# What are the chances that these 3 Clownfish will get along?



## Altohombre (Dec 31, 2007)

a Clarkii, a False Percula, and a Black and White False Percula. I have heard that Clownfish don't typically get along unless they are introduced into the tank together. However I have heard stories of these fish being introduced at different times and at different ages and getting along. Would there be a chance of these 3 or at least two of these 3 getting along if I introduced them about the same time?


----------



## bettababy (Oct 12, 2006)

You may have a fair chance with the 2 species of percula provided they are similar in size, the tank is plenty big in case they need to get away from each other, and there is plenty of rock work for them to claim seperate territories from each other if they don't mesh. I would not mix the clarkii with the 2 percula's, the chances of this working are much much less.

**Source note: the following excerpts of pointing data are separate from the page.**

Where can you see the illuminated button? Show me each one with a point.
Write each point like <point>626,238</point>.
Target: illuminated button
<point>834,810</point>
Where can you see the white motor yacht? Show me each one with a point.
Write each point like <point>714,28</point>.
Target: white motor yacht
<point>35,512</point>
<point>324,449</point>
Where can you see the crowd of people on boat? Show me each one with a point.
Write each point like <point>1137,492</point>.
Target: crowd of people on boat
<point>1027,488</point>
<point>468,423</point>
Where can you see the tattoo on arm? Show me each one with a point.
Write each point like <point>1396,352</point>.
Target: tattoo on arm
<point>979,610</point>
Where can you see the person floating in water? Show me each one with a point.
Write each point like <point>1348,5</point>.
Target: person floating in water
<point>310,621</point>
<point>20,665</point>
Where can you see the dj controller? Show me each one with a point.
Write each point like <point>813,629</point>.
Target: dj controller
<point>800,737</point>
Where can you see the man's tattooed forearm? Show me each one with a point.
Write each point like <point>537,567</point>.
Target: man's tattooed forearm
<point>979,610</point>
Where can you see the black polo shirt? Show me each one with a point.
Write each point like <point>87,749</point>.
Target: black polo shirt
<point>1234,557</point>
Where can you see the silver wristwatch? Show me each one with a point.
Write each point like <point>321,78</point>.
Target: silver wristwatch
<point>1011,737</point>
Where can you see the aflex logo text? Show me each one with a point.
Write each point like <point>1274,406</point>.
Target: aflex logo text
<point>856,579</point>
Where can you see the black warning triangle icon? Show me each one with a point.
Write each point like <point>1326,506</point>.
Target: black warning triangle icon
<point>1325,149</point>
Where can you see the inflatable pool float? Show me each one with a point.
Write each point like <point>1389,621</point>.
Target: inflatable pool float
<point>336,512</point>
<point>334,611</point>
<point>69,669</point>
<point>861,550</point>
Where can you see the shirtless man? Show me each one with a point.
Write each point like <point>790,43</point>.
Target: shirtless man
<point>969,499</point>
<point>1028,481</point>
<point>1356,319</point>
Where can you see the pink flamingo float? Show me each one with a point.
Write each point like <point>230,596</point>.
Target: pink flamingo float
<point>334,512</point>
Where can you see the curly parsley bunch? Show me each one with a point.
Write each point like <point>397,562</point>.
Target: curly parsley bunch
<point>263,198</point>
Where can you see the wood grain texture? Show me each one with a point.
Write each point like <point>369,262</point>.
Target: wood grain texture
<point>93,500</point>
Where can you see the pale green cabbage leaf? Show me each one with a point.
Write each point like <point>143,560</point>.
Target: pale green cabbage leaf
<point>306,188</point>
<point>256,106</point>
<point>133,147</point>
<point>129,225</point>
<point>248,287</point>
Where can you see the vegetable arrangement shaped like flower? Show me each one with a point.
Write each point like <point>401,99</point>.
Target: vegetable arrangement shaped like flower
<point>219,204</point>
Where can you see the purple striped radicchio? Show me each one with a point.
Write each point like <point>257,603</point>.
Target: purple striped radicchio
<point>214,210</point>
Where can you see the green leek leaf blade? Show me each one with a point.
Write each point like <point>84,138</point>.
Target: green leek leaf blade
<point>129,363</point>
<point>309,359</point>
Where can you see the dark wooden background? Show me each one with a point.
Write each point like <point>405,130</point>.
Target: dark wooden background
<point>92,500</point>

How big of a tank would they be in? How much live rock? What other animals? 

The neat thing about clowns is that they are dimorphic, meaning they have the ability to change their sex. With 2 percula you will likely end up with a bonded pair, but this only works when they are the same species. Percual is typically still percula when it comes to this, so they'd stand a fair chance. A percula and clarkii would not mate, would not alter sex accordingly, etc. If you add all 3 you stand to have 1 outsider against a mated pair... which usually brings a lot of aggression in what is typically a pretty docile fish.


----------



## Altohombre (Dec 31, 2007)

I have a 46 gallon tank. I am aiming to have the typical 63 lbs of live rock but don't have anything set up yet. If a an orange clown mates with a black and white would their offspring be mixed in colors?


----------



## bettababy (Oct 12, 2006)

That's a question only mother nature can answer. Chances are you won't see any fry, as clowns are not so easy to breed in captivity, is why tank raised fish are more expensive. It's a very long process and hard to get the eggs to hatch... if they hatch, its very hard to feed the fry. To successfully spawn clownfish you would need multiple tanks, plenty of the smallest of live micro foods, lots of time and lots of money to invest, lol.


----------